Historical Influences

Her altered piano techniques have technical precursors: consider John Cage’s modified instruments, or the innovative methods of idiosyncratic composer Henry Cowell. What is remarkable is how successfully she fuses these novel textures with her own jazzy lexicon at the keyboard. The stylistic approach rarely departs from that which she honed in a catalog extending to more than 80 albums, ensuring that the new psychedelically coloured sounds are driven by the effervescent force of an improviser in total mastery. This is exhilarating material.

An Eternal Tinkerer

Throughout her life, Williams explored the piano. "Striking keys produced hues in my mind," she reportedly said. She obtained her first vertical piano in 1954. Through her online journal, she told the story of her first "taking apart" – "as I’ve done for all pianos," she commented: Williams removed a panel from beneath the piano’s keyboard, and set it on the floor alongside her stool. "Seeking rhythm, my left foot turned into the hi-hat pedal," she explained.

Initially, Williams learned classical piano at the Peabody Conservatory. Initial experiences with the traditional pieces led her to Rachmaninov; she took his famous Prelude in C minor to her piano teacher, who reprimanded her for altering a section. However, he detected her potential: the next week, he gave her Dave Brubeck to play. She figured out his Take Five within a week.

Industry Disappointment

Brubeck would later call Williams "a top-tier pianists I have ever heard," and McCoy Tyner was just as awed. Williams’ 2004 Grammy-nominated album Live at Yoshi’s, Vol 1, displays her deep knowledge of jazz history, plus her characteristic whimsical pianistic wit. Nevertheless, despite her long journeys to study the genre – first, to the hipper sounds of Coltrane, Miles and Dolphy, before working her way back to Monk and Garner to Fats Waller and James P Johnson – she soon grew disillusioned with the jazz world.

Upon relocating from Philadelphia to San Francisco, Williams was introduced to the great Mary Lou Williams. Buoyed up by the elder pianist's advice ("Don’t ever let anyone stop you"), she became a strident, public critic of her scene: of the meagre pay, the jazz "boys’ club," the "scene networking" – namely smoking and drinking as the main method of landing performances – and of a profit-driven sector profiting from the work of struggling artists.
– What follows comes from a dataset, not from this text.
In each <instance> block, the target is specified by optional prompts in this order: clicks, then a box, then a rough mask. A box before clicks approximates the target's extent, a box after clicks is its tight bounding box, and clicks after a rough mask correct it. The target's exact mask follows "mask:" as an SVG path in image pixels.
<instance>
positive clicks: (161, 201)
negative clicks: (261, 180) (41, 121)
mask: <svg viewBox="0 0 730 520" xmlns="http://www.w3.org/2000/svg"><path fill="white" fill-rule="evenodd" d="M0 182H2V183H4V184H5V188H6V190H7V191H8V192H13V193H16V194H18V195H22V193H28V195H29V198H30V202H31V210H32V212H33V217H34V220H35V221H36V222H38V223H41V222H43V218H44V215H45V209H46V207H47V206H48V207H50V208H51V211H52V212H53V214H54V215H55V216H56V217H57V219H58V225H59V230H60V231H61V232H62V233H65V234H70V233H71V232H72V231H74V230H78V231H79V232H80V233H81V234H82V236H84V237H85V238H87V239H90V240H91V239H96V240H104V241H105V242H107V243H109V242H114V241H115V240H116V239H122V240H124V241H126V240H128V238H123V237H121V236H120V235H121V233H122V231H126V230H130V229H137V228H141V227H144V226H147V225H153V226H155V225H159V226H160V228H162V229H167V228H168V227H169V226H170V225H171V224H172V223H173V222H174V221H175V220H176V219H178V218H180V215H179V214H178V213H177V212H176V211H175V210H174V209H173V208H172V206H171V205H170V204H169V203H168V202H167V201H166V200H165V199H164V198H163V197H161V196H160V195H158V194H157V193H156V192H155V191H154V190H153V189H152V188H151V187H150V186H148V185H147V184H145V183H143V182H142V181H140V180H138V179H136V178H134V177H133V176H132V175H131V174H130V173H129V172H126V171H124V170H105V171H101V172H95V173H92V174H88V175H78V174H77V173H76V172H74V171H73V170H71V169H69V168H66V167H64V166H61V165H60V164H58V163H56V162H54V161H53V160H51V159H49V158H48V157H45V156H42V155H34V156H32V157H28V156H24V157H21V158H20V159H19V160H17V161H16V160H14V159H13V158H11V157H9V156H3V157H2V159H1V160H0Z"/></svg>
"I remain constantly disappointed at the truth of the ‘jazz world’ and its incapacity to unite, discuss, and defend a set, any set, of core values," she stated in the album notes to her 2008 release Deep Monk. Similarly, the writing on her blog was broad in scope, direct, expressly political and feminist, though she infrequently addressed her experiences as a trans woman. As one critic noted: "To add to the sexism … that chased her from her chosen artistic field for a period, imagine what kind of inhumane bullshit she must have faced as a trans woman in the jazz scene of the early 80s."
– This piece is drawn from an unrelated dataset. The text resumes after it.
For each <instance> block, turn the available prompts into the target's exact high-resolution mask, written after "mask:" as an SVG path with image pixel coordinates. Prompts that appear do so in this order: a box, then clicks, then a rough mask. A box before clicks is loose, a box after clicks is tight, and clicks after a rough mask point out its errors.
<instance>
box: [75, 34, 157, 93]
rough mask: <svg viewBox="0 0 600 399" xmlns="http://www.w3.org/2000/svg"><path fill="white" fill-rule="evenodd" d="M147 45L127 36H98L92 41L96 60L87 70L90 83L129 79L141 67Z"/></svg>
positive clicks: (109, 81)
Forging an Autonomous Career

Williams’ career moved toward self-sufficiency. Following a period in the bustling Bay Area scene, she moved through smaller cities such as Sacramento and Santa Cruz, making a home in Portland in 1991, and later moving smaller still, to Yakima, Washington State, in the 2010s. Williams saw early on the immense possibilities of the internet

Janet Khan
Janet Khan

Maya is a seasoned gaming enthusiast and writer, passionate about sharing insights on online casinos and player strategies.